Datacom Group(MIS100 2009)
By CIO staff | Friday, July 24 2009
2008 ranking: 44
Senior IS executive: Steve Matheson, chief operating officer
Reports to: CEO
Size of IS shop: 3000
PCs: 2559
Mobile PCs: 500
Terminals: 0
Hand-held devices: 200
Total screens: 3259
Industry: IT supplier
PC environment: Windows XP, Vista; HP; IBM
Server environment: HP, IBM, Sun, Microsoft, Linux, Unix
DBMS: SQL
Address: 210 Federal Street, Auckland
Website: www.datacom.co.nz
Key IS projects this year: Financial systems; storage upgrades.
The past year has seen Datacom expand to more than 3000 staff across New Zealand, Australia and Asia. Commensurate with its position as a significant supplier of IT services to the public and private sector, Datacom understandably ensures its own ICT systems and solutions are representative of what it can offer customers.
Chief operating officer Steve Matheson says key business objectives for the next 12 months include rollout of next generation managed services/shared services offerings based on Datacom’s new datacentre investment. Also on the agenda this year is the need to finalise a new datacentre project in Wellington and continue to enhance services levels and economies for Datacom’s existing customer base. The new datacentre in Wellington will be purpose built and standalone, with capacity for more than 500 racks — both caged and non-caged.
Streamlining business continuity and disaster recovery systems is an ongoing point of focus. Secure datacentres running ITIL processes are located in Auckland, Wellington, Sydney and Melbourne with disaster recovery sites in Auckland and Christchurch. Regular facilities include firewall security, internal access, CA alarm/alerting, shared SAN storage and self-service access to help desk, performance figures and control centre statistics and status.

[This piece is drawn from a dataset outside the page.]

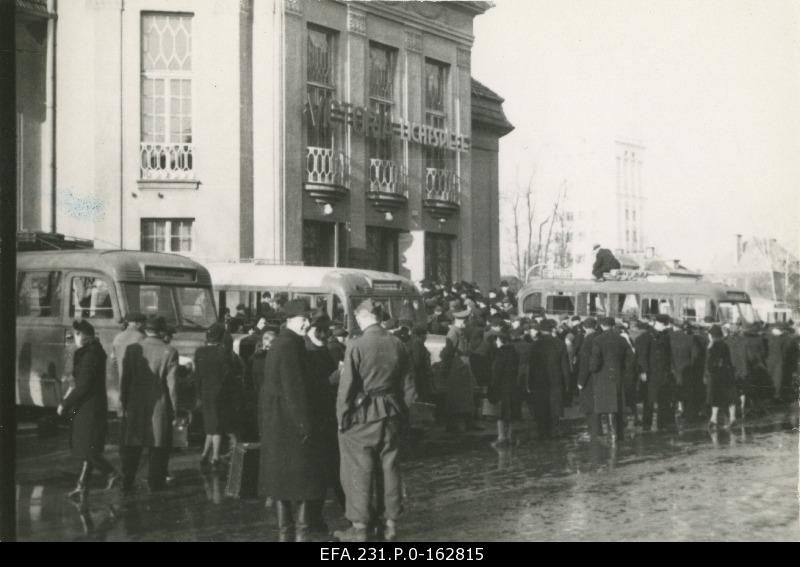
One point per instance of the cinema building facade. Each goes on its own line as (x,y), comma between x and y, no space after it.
(315,131)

Datacom presently has a hybrid VoIP network covering seven sites and this will continue its expansion this year according to business demand.
Over the next 12 months, server virtualisation remains a priority where applicable, as does desktop and server replacements, more SANs and network infrastructure upgrades. On the software side, the emphasis is on service oriented architectures and making better use of legacy systems and databases.